Formulation. Consider a training set of $N$ instances models for one object category and each instance is articulated into $M$ poses, leading to a training set of $N \times M$ shapes of the category. Each shape $\mathcal{X}_{n, m}$ is assigned with a shape code $\phi_n \in \mathbb{R}^C$ and an articulation code $\psi_m \in \mathbb{R}^D$. The articulated signed distance function is implemented with an auto-encoder with a shape encoder $f_s$ and an articulation network $f_a$: \[ f_\theta(x, \phi, \psi) = f_a[f_s(x, \phi), x, \psi] = s \]

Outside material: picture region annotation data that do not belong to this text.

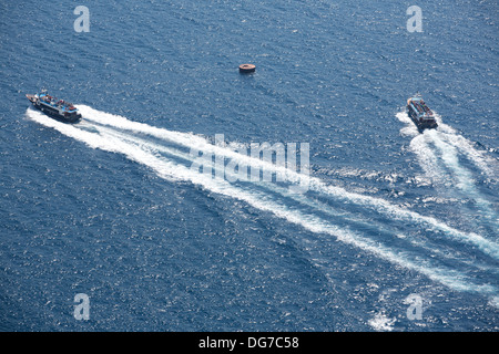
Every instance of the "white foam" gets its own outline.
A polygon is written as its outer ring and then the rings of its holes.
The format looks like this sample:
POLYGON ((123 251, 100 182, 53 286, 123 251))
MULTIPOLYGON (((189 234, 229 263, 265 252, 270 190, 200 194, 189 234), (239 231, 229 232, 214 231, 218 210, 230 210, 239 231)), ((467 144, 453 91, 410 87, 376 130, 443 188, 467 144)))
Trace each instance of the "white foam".
MULTIPOLYGON (((175 164, 165 157, 154 156, 151 152, 144 150, 136 145, 129 144, 122 139, 114 138, 112 136, 103 137, 98 133, 85 132, 78 126, 59 123, 31 110, 28 110, 27 114, 33 121, 48 127, 52 127, 67 136, 81 140, 92 148, 100 148, 106 152, 123 154, 131 160, 150 167, 162 178, 169 180, 186 180, 192 184, 200 185, 206 190, 243 200, 259 210, 271 212, 278 218, 285 219, 288 222, 301 226, 309 231, 334 236, 339 241, 377 254, 378 257, 396 264, 416 270, 452 289, 487 294, 497 293, 496 288, 490 284, 475 284, 472 281, 467 279, 465 274, 455 270, 429 266, 427 261, 421 261, 417 257, 411 259, 403 252, 390 250, 378 242, 365 239, 360 235, 352 232, 347 229, 339 229, 337 226, 330 225, 320 218, 312 215, 304 215, 298 210, 292 210, 285 205, 276 202, 266 195, 255 190, 235 187, 224 179, 210 178, 183 165, 175 164)), ((385 207, 391 208, 389 205, 385 207)))
POLYGON ((389 319, 385 313, 378 312, 373 319, 368 321, 368 324, 379 332, 391 332, 394 330, 394 324, 397 320, 389 319))
POLYGON ((378 212, 383 212, 393 217, 395 219, 409 220, 411 222, 418 222, 422 225, 430 226, 431 228, 439 229, 456 240, 467 242, 473 246, 477 246, 481 251, 499 259, 499 244, 487 240, 475 232, 462 232, 452 227, 449 227, 445 222, 441 222, 432 217, 421 216, 417 212, 404 209, 401 207, 395 206, 385 199, 376 198, 371 196, 365 196, 360 194, 349 192, 344 188, 327 186, 320 179, 307 176, 305 174, 296 173, 292 169, 274 165, 272 163, 267 163, 262 159, 253 158, 251 156, 238 154, 230 148, 223 146, 216 146, 207 142, 205 138, 201 136, 196 136, 190 133, 181 133, 169 131, 164 128, 157 128, 154 126, 150 126, 144 123, 133 122, 123 116, 118 116, 104 112, 100 112, 93 110, 92 107, 85 105, 78 105, 81 114, 85 119, 93 121, 100 124, 114 126, 121 129, 128 129, 132 132, 138 132, 142 134, 149 134, 151 136, 163 138, 170 142, 174 142, 176 144, 197 149, 201 152, 206 152, 211 154, 215 154, 218 156, 228 157, 234 162, 237 162, 242 165, 254 166, 257 168, 264 168, 266 170, 273 170, 279 173, 284 178, 291 183, 299 184, 301 186, 307 186, 310 190, 316 190, 319 192, 325 192, 335 198, 359 204, 365 207, 373 208, 378 212))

Training. Let $K$ be the number of sampled points per shape. The training loss is given by \[ \mathcal{L}^s(\mathcal{X}, \phi, \psi) = \frac{1}{K} \sum_{k=1}^K \lVert f_\theta(x_k, \phi, \psi) - s_k \rVert_1 \] A zero-mean multivariate Gaussian prior per shape latent code $\phi$ is used to facilitate learning a continuous shape manifold. \[ \mathcal{L}(\mathcal{X}, \phi, \psi) = \mathcal{L}^s(\mathcal{X}, \phi, \psi) + \lambda_\phi \cdot \lVert \phi \rVert^2 \]

Baisc inference. Given an instance $\mathcal{X}$ we can inference the shape and articulation codes with back-propagation. \[ \arg\min_{\phi, \psi} \mathcal{L}(\mathcal{X}, \phi, \psi) \] In practice, the articulation code usually converges to a good estimate but the shape codes tend to be noisy outputs. A second optimization is adopted by fixing the estimated $\psi$.

Test-Time Adaptation inference. Fixing the network parameters for out-of-distribution instances could be problematic. We fix the articulation network and update the shape encoder as follows \[ \hat{f}_s = \arg\min_{f_s} \mathcal{L}(\mathcal{X}, \hat{\phi}, \hat{\psi}) \]

Results

Quantiative and qualitative results. Also see the project page.

References

[1] J. Mu, W. Qiu, A. Kortylewski, A. Yuille, N. Vasconcelos, X. Wang. A-SDF: Learning Disentangled Signed Distance Functions for Articulated Shape Representation. In ICCV, 2021.